By Daphne Abeel
Special to the Mirror-Spectator
With a nod to James Joyce (Portrait of the Artist as A Young Man), novelist, entertainer and playwright Eric Bogosian has crafted a fictional probe into the psyche of the artist that is both pitiless and hilarious.
His protagonist, Richard Morris, a middle-aged (57) Jewish writer, pretty sure his creative glory days are over, attends an awards ceremony at the invitation of his longtime editor and publisher, Leon, where he is passed over by another novelist. Richard’s soured attitude towards his less-than-brilliant career, the publishing business and the characters of writers and mankind in general is evident in his musing on the occasion. “Does your stuff SELL? Why would anyone be doing this, making all this effort if not to sell millions of ‘units’ so that the author-hero can become a wealthy author-hero! Then the author-hero can attend more dinners and receive more awards and sell more movie options to the corporate leviathans and spend more time at more Hampton get-togethers to cluck and kiss the other author heroes’ bronzed cheeks, dazzled by the reflection of the collective genius present. The artist is the antenna of the race and the race is venal and hollow.”
Richard, childless, never married and “fixed” (so as not to be trapped by a chance pregnancy), nevertheless, has not been precisely alone. He has a current girlfriend, Sarah, approximately half his age, and examines, as though searching for a sore tooth that’s never been yanked, the demise of a 15-year relationship with Elizabeth, a beautiful and successful actress who dumped him.

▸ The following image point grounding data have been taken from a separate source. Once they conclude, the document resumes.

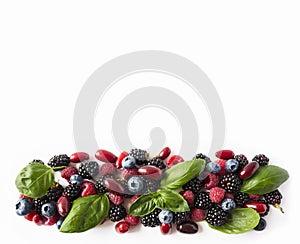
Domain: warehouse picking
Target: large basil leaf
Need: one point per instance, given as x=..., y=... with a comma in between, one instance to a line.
x=266, y=179
x=171, y=200
x=240, y=220
x=86, y=213
x=34, y=180
x=181, y=173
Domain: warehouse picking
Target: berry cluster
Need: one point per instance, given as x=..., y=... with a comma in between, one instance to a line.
x=211, y=195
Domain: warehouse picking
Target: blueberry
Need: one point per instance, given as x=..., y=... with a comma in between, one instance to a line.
x=231, y=165
x=165, y=217
x=228, y=204
x=23, y=206
x=213, y=167
x=128, y=162
x=76, y=179
x=48, y=209
x=135, y=184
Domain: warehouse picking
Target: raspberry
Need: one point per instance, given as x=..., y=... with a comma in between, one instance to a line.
x=68, y=172
x=216, y=194
x=197, y=214
x=132, y=220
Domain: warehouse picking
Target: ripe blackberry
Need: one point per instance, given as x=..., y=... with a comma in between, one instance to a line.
x=117, y=213
x=202, y=201
x=195, y=185
x=179, y=217
x=88, y=169
x=55, y=192
x=38, y=203
x=261, y=159
x=231, y=183
x=151, y=219
x=72, y=191
x=202, y=156
x=241, y=198
x=140, y=155
x=157, y=162
x=243, y=161
x=59, y=160
x=216, y=216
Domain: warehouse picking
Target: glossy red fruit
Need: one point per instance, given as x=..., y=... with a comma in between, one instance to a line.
x=79, y=157
x=106, y=156
x=248, y=170
x=88, y=188
x=260, y=207
x=225, y=154
x=120, y=159
x=150, y=171
x=174, y=159
x=164, y=153
x=165, y=228
x=63, y=206
x=122, y=227
x=113, y=186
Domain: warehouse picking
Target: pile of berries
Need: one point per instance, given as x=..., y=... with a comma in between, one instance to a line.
x=124, y=178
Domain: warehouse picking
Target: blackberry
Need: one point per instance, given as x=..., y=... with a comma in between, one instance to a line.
x=140, y=155
x=195, y=185
x=151, y=219
x=88, y=169
x=117, y=213
x=55, y=192
x=59, y=160
x=243, y=161
x=38, y=203
x=216, y=216
x=72, y=191
x=202, y=201
x=157, y=162
x=241, y=198
x=231, y=183
x=261, y=159
x=179, y=217
x=202, y=156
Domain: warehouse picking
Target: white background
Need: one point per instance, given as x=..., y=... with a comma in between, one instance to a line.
x=249, y=49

Bogosian uses the device of Richard’s youthful journals from the ’70s, discovered while on a visit to his ailing father, to create a double portrait of his protagonist. The reader comes to know both the young, inexperienced and ambitious writer on the make in the Big Apple and the seasoned, cynical, though still faintly wistful, much-published writer in the present, who owns an apartment on the Upper West Side and a country home in Connecticut, the latter, fruits of his success.